Temporality and International (dis)order

Information on EWIS 2022 Workshop

For the 9th European Workshops in International Studies (Thessaloniki, 6-9 July 2022), Adrian Rogstad and I are organising a workshop on Temporality and International (dis)order. Submissions are open until 31 January 2022 (access here).

Time matters in international politics. From international ‘memory wars’ contesting the past’s importance for the present, via the conflicting temporalities of the Covid-19 pandemic with its speeding up of history and slowing down of the present, to our attempts to control the future of climate change, temporal conflicts and interconnections shape international relations in myriad ways. Far from a neutral background condition of policymaking, time and temporality are increasingly understood as changing and manipulable, an instrument of international politics, and objects of analysis in their own right for scholars of international relations.

The interest in time and temporality has increased in International Relations (IR) in recent years. As a result, it has enriched IR with new concepts, approaches and methodologies, theories and perspectives, interdisciplinary engagements, and discussions. This workshop builds on this rich proliferation to engage with temporal patterns, interconnections and processes shaping international politics, order, and disorder. It welcomes theoretical discussions that advance the identification of temporal patterns in IR, and the empirical study of time and temporal interconnections embedded in history and/or contemporary times of international order and disorder.
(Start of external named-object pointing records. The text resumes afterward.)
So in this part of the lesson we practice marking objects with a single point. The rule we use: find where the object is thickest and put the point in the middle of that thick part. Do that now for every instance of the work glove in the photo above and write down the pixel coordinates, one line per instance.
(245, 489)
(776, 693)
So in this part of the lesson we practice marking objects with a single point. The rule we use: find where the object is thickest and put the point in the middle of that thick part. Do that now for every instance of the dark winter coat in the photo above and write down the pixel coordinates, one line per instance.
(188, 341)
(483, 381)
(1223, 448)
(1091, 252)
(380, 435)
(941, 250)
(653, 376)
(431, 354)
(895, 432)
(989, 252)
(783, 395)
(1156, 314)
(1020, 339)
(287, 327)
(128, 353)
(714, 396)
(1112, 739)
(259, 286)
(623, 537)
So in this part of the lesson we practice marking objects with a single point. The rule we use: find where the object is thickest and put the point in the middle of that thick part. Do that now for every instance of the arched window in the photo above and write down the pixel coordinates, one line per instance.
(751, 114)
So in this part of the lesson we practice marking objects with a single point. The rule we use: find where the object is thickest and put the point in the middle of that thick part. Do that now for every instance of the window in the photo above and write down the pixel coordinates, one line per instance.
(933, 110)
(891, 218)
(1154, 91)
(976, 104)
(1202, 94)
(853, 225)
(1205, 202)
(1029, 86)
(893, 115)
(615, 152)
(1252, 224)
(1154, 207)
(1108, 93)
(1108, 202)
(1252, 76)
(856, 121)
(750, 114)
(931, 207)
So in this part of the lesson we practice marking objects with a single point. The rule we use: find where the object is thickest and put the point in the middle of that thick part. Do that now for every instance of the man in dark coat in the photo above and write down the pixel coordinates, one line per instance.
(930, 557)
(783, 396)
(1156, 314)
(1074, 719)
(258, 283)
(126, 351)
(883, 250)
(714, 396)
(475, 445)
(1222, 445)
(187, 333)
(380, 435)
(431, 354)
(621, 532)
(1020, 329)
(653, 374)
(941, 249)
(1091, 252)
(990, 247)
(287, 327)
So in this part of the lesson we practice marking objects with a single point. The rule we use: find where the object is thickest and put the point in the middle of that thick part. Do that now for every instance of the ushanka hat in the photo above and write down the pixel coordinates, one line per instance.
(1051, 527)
What are particular conceptions of time and temporality embedded in the contemporary international order? How have these conceptions been dislodged or reconfigured by recent crises and processes of ‘disorder’? How does temporality shape global hierarchies and inequalities? What temporal dimensions and interconnections have shaped international responses to the Covid-19 pandemic? What are the consequences of eurocentrism for understanding temporality in international politics? What are the legacies of imperial temporal regimes/order for the current international order?

What is explored in this workshop is if and how different temporal patterns and interconnections manifest across different spaces and scales, what underlying ideologies influence such interrelations and timings, and their consequences for understanding international politics of ordering and disordering that remain understudied.

The workshop encourages submissions and debates on various issues, topics, experiences, spaces, and scales organised across four themes:

  1. Ideology and Time
    • Temporal patterns of international politics of Neoliberalism, Messianism, and Modernisation, etc.
    • The diffusion or contestation of temporalities in international politics
    • Understanding power relations and hegemony through metronomy or heteronomy 
  2. Synchronicity and Coordination
    • Temporal patterns of international politics of Neoliberalism, Messianism, and Modernisation, etc.
    • Time in International Institutions and Organisations
    • The role of time in change in/of international politics and orders of different scale
    • Temporality and Identity
    • Time in/of trauma, war, peace.
    • Pandemics, temporality, and international (dis)order
  3. Imperial/Colonial Temporalities
    • Understanding time through historically oppressed, silenced, marginalised, or neglected perspectives.
    • Colonial temporal regimes, chronocentrism and eurocentrism
  4. Histories of Temporalities
    • The diverse experiences and theorisation of time in international politics based on gender, sexuality, race, and identity.